Urban flooding and the resulting road water accumulation have become a significant threat to public transportation safety and the stability of municipal infrastructure. Traditional monitoring networks based on physical water level sensors suffer from low deployment density, high maintenance costs, and lagging response times. To address these shortcomings of traditional water accumulation monitoring systems, this study proposes an edge-computing intelligent monitoring system based on collaborative inference between the edge end (You Only Look Once version 5, YOLOv5) and the server end (Transform Vision Detection, TrVDet). A dual-modal perception architecture of “edge-end triggering and server-end precise analysis” has been constructed. At the edge end, the YOLOv5 model is deployed on embedded devices to achieve efficient preliminary screening of water accumulation, reducing dependence on the central server, lowering latency, and enhancing real-time response capabilities.

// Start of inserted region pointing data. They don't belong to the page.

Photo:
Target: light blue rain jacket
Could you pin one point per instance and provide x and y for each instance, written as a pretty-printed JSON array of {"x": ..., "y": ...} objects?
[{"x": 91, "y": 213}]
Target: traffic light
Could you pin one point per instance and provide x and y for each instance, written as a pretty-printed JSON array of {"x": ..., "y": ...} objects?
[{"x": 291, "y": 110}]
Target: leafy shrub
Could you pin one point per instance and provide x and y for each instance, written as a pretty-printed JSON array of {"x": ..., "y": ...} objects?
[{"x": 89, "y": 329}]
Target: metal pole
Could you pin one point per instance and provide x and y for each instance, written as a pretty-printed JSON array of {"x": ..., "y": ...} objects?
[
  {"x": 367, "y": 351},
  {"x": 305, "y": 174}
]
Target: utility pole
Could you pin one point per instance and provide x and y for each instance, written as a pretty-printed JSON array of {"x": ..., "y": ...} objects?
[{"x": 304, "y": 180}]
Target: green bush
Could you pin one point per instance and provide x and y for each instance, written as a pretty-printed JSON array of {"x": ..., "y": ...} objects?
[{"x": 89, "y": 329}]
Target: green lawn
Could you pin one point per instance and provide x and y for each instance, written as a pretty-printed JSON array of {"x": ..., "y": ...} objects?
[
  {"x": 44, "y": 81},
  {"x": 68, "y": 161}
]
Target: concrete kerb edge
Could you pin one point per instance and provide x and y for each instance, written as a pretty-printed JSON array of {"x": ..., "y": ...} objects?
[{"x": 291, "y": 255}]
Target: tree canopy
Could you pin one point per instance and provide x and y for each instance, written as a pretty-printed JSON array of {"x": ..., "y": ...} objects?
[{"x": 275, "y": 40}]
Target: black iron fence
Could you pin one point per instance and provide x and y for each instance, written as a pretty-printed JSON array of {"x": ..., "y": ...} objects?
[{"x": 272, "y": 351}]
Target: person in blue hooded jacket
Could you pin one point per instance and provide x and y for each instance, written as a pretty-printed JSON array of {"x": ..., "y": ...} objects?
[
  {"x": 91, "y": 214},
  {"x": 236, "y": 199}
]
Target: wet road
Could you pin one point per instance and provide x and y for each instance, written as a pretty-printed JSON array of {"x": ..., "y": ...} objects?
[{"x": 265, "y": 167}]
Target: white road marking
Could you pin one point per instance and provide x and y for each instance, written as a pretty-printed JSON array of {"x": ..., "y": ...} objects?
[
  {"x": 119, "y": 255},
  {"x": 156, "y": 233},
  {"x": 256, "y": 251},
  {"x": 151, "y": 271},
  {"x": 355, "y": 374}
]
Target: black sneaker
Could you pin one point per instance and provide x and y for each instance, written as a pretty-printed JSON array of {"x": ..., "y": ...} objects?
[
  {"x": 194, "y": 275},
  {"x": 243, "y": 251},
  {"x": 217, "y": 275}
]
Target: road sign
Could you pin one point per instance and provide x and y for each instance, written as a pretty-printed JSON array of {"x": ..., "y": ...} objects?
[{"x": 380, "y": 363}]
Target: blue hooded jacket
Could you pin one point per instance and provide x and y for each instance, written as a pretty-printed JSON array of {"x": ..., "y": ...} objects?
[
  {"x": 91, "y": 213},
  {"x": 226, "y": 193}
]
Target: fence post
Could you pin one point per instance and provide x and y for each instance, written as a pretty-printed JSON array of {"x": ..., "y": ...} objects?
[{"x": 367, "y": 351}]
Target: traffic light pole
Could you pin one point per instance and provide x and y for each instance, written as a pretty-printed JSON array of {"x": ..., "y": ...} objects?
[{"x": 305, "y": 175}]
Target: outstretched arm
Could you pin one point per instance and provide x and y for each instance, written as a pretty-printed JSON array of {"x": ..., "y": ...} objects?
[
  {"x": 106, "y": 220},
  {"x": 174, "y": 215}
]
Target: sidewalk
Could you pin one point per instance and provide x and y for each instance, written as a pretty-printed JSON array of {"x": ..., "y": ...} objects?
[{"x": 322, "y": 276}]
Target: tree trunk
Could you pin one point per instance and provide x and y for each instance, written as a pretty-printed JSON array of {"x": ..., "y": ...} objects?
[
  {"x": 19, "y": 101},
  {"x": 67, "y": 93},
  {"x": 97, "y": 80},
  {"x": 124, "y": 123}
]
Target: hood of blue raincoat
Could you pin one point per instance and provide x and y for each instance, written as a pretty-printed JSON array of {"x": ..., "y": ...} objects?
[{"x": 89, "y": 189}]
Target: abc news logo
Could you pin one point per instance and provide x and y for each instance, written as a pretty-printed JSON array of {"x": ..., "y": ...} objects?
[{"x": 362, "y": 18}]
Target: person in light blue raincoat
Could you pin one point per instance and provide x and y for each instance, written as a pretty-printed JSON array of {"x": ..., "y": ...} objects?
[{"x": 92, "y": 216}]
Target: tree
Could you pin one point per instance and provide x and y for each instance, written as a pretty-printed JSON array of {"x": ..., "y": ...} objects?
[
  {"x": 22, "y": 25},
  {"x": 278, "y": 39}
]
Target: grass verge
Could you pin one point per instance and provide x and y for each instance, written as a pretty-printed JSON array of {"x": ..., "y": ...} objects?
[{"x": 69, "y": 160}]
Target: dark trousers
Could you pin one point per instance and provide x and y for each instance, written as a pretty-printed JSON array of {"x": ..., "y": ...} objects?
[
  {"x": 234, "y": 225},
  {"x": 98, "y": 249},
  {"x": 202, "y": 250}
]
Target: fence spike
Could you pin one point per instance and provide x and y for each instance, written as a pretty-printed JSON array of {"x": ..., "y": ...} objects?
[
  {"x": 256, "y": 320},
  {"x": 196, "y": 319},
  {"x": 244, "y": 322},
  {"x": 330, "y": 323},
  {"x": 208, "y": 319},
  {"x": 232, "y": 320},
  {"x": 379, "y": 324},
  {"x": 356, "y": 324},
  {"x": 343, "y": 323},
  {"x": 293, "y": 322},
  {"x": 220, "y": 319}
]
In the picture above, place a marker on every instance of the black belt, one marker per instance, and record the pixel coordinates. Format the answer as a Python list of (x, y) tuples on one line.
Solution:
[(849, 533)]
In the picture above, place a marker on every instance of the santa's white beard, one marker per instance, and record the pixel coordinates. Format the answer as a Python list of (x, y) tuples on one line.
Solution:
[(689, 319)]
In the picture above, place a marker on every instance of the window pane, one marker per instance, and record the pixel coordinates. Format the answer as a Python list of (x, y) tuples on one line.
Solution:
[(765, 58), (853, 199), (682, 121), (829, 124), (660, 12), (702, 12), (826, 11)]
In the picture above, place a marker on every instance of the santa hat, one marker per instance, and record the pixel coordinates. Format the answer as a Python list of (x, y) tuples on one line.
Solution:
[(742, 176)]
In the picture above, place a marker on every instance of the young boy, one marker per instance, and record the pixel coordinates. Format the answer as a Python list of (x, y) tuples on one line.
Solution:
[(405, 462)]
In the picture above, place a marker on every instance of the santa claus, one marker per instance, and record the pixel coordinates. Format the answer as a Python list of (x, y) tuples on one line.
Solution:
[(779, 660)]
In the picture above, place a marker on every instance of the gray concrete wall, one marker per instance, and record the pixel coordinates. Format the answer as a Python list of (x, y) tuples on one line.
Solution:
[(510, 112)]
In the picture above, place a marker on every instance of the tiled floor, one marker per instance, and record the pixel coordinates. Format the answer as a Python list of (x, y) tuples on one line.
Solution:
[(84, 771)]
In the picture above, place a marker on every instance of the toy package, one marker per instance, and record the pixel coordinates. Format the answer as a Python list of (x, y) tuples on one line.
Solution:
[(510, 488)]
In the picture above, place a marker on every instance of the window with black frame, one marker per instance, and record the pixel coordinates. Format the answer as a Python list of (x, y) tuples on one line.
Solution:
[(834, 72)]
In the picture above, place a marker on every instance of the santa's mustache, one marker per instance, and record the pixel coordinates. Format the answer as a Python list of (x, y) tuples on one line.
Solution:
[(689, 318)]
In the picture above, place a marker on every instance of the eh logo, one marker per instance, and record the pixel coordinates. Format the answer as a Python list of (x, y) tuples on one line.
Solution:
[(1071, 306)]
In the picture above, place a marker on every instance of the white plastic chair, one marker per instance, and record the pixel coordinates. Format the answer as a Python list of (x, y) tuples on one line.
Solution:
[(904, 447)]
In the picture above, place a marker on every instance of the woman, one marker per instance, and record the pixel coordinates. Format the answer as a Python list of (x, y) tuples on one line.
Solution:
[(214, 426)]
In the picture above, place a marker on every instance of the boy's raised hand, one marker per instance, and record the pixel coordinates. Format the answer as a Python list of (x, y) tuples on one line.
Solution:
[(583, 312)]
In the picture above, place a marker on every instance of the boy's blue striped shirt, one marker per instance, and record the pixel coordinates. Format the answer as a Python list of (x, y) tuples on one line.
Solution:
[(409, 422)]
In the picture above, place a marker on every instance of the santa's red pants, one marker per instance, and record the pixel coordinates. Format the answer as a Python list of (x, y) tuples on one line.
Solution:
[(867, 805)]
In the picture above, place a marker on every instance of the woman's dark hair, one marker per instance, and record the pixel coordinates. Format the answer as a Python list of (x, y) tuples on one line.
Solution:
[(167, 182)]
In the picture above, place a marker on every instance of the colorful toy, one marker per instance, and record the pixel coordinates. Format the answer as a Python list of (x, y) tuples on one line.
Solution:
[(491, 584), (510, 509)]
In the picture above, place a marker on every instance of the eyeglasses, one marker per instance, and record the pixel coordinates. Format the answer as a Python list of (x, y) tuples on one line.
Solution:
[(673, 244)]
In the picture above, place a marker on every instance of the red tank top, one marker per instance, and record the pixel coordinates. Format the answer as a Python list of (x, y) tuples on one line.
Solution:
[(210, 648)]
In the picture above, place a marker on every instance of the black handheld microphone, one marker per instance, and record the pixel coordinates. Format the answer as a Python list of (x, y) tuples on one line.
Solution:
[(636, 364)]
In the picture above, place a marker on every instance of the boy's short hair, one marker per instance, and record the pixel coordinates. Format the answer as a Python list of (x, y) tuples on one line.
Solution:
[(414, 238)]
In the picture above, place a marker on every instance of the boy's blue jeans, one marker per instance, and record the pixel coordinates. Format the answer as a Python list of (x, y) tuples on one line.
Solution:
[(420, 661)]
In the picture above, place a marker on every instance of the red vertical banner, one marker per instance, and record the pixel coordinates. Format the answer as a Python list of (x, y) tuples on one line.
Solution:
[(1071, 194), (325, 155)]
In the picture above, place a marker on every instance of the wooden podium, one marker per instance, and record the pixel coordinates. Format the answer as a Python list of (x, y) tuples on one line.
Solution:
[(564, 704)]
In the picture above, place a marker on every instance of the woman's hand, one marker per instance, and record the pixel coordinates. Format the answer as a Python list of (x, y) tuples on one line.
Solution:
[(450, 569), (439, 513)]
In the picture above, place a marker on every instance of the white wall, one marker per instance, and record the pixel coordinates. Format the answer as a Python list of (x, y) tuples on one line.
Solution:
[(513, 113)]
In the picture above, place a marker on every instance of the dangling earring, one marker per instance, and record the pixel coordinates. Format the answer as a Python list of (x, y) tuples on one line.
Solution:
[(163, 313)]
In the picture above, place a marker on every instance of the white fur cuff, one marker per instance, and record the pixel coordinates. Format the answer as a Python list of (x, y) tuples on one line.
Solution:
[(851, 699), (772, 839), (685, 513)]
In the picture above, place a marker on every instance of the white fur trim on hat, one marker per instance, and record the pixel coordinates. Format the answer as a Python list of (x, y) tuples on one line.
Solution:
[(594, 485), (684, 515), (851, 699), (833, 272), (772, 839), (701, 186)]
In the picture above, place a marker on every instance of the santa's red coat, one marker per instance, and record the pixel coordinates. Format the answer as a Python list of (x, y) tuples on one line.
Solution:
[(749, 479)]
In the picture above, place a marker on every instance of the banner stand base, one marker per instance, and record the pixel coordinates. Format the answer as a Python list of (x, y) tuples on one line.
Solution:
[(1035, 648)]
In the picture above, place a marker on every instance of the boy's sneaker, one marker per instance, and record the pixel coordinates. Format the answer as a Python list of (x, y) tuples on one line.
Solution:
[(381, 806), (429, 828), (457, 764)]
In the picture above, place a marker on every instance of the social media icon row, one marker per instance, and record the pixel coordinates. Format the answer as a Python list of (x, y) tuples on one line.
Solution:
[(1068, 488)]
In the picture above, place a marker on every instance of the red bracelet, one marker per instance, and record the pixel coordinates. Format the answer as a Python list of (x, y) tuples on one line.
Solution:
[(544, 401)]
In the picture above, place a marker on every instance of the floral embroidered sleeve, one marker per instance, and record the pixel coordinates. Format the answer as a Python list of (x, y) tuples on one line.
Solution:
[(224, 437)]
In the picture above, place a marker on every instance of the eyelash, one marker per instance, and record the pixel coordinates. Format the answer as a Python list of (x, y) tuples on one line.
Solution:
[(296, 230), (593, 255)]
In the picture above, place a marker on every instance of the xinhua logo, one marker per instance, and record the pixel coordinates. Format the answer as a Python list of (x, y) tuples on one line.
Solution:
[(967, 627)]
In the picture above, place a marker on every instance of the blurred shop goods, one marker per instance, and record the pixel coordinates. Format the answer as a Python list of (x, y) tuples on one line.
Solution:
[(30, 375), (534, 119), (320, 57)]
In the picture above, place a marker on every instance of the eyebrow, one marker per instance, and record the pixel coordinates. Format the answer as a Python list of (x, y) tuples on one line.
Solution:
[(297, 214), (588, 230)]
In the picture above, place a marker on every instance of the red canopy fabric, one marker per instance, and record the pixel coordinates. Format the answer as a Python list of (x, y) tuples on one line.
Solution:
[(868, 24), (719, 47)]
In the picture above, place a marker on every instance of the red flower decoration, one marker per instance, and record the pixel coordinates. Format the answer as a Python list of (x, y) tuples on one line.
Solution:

On the server end, multi-object segmentation is performed on the detected water accumulation images, including roads, cars, motorcycles, and bicycles. Finally, a series of logical judgments is applied to determine the water accumulation level based on reference objects within the water. Since there is no publicly available dataset for target object recognition in flooded areas, we employed professional annotators to perform pixel-level labeling on the collected and organized flood data and constructed a multi-class target flood dataset (City Flood Segmentation, CityFloodSeg). Given the scarcity of moderate and severe water accumulation samples, we optimized the instance segmentation model TrVDet under the (A Visual Representation for Neon Genesis, EVA-02) framework and applied five data augmentation methods, including Mosaic and Flip, to expand the diversity of the dataset. Moreover, based on domain expert standards, we designed a logical judgment rule algorithm for model inference of water accumulation levels to classify the levels of water accumulation. Experimental results show that the server-end processing delay is stable within 0.4 s, capable of accurately judging different water accumulation risk levels. This provides centimeter-level real-time situational awareness for urban flood control decision-making and promotes the development of intelligent municipal infrastructure towards higher reliability and universality.
边缘计算与基于服务器的高精度洪水水位分类系统
城市洪涝及其导致的道路积水已成为公共交通安全和市政基础设施稳定的重大威胁。传统的基于物理水位传感器的监测网络存在部署密度低、维护成本高、响应时间滞后等问题。为了解决传统积水监测系统的这些缺点,本研究提出了一种基于边缘端(You Only Look Once version 5, YOLOv5)和服务器端(Transform Vision Detection, TrVDet)之间协同推理的边缘计算智能监测系统。构建了“端端触发、端端精确分析”的双模态感知体系结构。在边缘端,将YOLOv5模型部署在嵌入式设备上,实现对积水的高效初步筛选,减少对中心服务器的依赖,降低时延,增强实时响应能力。服务器端对检测到的积水图像进行多目标分割,包括道路、汽车、摩托车、自行车等。最后,通过一系列的逻辑判断,根据水中的参照物确定蓄水量。由于洪涝地区没有公开的目标物识别数据集,我们利用专业的标注员对收集和整理的洪水数据进行像素级标注,构建了一个多类目标洪水数据集(City flood Segmentation, CityFloodSeg)。针对中重度积水样本的稀缺性,在EVA-02框架下对实例分割模型TrVDet进行了优化,并应用了马赛克和Flip等5种数据增强方法,扩大了数据集的多样性。此外,基于领域专家标准,设计了积水水位模型推理逻辑判断规则算法,对积水水位进行分类。实验结果表明,服务器端处理延迟稳定在0.4 s以内,能够准确判断不同的积水风险等级。为城市防洪决策提供厘米级实时态势感知,推动城市基础设施智能化向更高可靠性和通用性发展。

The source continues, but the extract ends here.